15.10.2018

 

Conforme já assinalamos em vezes anteriores, esta Perplexa Província acaba sendo uma encomenda melhor que a esperada.

Esta eleição para presidente, governador e outros cargos mostrou com todas as letras e imagens que algo esta acontecendo independente dos milhares de ‘entendidos’ espalhados nesta Perplexa Província.

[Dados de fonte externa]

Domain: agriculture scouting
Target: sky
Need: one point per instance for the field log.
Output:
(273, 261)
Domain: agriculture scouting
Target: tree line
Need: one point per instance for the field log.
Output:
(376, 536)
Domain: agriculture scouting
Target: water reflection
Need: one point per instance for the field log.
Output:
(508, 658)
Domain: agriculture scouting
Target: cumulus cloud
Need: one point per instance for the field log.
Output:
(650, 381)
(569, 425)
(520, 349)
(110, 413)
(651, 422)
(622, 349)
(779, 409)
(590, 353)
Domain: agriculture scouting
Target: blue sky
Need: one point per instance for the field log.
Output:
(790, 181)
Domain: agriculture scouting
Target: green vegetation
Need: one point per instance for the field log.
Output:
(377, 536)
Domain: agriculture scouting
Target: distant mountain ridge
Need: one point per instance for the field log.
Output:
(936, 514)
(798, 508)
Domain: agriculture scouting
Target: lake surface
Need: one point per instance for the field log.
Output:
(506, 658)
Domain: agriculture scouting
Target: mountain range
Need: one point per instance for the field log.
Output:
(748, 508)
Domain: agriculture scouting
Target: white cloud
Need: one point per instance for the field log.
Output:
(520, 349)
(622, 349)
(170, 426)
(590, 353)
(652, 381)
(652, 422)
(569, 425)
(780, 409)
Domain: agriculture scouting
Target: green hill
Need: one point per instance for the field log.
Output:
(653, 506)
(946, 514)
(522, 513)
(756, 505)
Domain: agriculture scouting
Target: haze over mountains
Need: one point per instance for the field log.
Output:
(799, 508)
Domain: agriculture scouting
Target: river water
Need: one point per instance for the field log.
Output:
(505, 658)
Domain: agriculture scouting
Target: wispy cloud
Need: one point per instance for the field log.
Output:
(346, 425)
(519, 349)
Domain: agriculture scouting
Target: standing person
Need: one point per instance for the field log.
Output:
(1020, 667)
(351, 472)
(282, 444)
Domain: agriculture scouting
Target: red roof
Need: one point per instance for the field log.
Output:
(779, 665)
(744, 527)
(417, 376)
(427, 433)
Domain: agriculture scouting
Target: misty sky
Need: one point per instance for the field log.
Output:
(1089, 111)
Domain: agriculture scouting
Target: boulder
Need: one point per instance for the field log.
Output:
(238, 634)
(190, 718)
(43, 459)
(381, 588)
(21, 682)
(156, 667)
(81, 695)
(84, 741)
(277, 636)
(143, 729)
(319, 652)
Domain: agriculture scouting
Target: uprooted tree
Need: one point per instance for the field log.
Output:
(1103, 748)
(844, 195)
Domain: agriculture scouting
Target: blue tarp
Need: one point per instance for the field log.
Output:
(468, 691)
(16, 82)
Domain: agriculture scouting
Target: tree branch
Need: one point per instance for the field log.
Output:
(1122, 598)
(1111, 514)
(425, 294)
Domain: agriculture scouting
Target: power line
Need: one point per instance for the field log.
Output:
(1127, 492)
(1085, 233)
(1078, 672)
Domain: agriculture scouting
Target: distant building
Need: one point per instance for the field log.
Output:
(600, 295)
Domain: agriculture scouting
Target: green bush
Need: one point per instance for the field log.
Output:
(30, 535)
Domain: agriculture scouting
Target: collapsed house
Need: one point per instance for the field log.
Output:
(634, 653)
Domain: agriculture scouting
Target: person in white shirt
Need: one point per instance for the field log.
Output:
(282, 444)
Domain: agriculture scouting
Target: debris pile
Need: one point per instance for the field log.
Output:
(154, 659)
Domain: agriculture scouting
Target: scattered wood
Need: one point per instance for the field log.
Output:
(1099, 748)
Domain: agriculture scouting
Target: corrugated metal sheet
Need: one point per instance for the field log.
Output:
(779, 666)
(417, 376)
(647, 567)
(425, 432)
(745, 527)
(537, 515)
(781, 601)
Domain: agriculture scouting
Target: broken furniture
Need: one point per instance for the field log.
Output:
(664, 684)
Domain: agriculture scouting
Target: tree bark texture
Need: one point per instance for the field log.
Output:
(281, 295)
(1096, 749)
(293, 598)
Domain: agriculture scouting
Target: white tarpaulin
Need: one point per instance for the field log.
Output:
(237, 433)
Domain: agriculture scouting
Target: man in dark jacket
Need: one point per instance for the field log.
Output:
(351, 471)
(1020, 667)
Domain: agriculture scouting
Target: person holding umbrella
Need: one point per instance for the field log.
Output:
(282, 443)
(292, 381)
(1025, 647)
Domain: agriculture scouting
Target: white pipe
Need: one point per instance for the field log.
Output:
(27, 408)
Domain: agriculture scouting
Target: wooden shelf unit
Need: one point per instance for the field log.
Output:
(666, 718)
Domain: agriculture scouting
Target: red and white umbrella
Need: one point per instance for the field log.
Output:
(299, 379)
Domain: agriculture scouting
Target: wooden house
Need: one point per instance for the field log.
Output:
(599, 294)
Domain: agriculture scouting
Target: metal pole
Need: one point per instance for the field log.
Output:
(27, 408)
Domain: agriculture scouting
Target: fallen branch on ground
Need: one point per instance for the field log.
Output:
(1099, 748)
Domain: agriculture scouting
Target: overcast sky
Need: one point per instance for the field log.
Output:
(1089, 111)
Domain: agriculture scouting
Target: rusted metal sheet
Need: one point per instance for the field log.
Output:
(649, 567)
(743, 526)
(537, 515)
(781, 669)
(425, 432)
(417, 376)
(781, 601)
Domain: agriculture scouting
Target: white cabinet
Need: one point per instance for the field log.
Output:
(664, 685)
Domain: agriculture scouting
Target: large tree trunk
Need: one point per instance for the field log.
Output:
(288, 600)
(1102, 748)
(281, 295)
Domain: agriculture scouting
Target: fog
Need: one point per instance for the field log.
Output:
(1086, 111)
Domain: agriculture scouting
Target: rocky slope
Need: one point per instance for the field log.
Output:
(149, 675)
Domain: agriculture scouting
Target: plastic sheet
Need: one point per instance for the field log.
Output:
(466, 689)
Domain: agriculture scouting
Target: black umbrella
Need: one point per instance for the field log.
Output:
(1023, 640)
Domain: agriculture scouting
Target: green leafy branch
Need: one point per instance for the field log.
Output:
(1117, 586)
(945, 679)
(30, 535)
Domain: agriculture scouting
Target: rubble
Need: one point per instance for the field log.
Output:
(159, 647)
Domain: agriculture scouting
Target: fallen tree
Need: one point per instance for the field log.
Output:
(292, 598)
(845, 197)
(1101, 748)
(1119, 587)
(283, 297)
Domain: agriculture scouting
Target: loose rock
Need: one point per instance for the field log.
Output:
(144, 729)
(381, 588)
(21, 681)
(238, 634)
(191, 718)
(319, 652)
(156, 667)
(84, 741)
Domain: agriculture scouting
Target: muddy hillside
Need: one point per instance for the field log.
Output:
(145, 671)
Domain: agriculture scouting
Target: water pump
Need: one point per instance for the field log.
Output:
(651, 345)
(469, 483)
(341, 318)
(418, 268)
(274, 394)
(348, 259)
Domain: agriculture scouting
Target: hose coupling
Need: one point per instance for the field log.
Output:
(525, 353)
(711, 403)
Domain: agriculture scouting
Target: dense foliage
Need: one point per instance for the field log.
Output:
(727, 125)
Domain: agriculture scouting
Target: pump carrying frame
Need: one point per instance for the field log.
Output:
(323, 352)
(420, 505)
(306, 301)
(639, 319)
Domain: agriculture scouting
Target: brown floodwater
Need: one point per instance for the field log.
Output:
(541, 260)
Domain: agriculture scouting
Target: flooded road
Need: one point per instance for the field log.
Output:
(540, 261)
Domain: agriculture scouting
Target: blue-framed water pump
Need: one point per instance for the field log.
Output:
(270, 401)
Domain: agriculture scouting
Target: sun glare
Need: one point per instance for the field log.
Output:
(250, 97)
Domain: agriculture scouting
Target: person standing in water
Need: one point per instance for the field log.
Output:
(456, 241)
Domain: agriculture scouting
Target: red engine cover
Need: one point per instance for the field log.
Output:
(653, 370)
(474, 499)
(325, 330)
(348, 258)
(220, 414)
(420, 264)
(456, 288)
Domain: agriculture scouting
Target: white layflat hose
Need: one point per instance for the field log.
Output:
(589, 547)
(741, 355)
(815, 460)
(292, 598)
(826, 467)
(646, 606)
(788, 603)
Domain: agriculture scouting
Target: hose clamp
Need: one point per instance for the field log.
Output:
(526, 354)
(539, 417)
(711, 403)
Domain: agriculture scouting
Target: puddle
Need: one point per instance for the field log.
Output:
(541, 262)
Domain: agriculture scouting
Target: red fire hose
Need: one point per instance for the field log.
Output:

Até bem pouco tempo atrás tivemos o primeiro alerta que havia algo errado naqueles que apareceram bem arrumadinhos nas imagens de TVs abertas e pagas falando sobre futebol nativo na principal competição deste Planeta.

Como falaram besteiras, craques deslumbrantes, chutes preciosos e um técnico tipo autoajuda foram estudados, explicados, idolatrados. Na reta final desta competição todos ficaram impressionados quando descobriram que foram enganados por aqueles arrumadinhos que apareceram nas imagens das TVs. A Perplexa Província aguentou firme por que não podia fazer nada.

Agora, nos últimos cinquenta dias apareceram outra coletânea de arrumadinhos [nem todos diga se de passagem] nas imagens de TVs mostrando se como salvadores desta Perplexa Província, como se assim existisse tal personagem. Fora o ridículo de tal temporada, ainda fomos atingidos pelas conversas, explicações absurdas daqueles que receberam o título de analistas ou repórteres políticos, nomeações estas que não representam absolutamente mais nada, apenas uma lembrança que desaparecerá em breve nesta Perplexa Província.

Esta eleição, além de sepultar ilustres moribundos da vida pública, famílias tradicionais da jogatina política e personagens de caráter dúbio, mostra que os meios de comunicações tradicionais [rádios, TVs e jornais] também perderam seu caráter de neutralidade, se é que alguma vez tiveram, pois em verba pública todos querem colocar as mãos.

E assim sendo, esta Perplexa Província pode tornar se novamente Perplexa sob novas perspectivas, pois sem ser percebido por aqueles que se auto intitularam ‘entendidos’ a maioria silenciosa de 2013 mostrou que quando é hora ela não espera acontecer.

Ela acontece.

Só a possibilidade de olharmos para ‘intelectuais’, ‘artistas’ e ‘entendidos’ e sabermos que eles são apenas absolutamente nada, apenas serviçais de uma ideologia qualquer é algo que torna fascinante, apesar de todos os perigos, olharmos para a Perplexa província e pensarmos que ainda é possível recomeçar, apesar de tudo e de todos.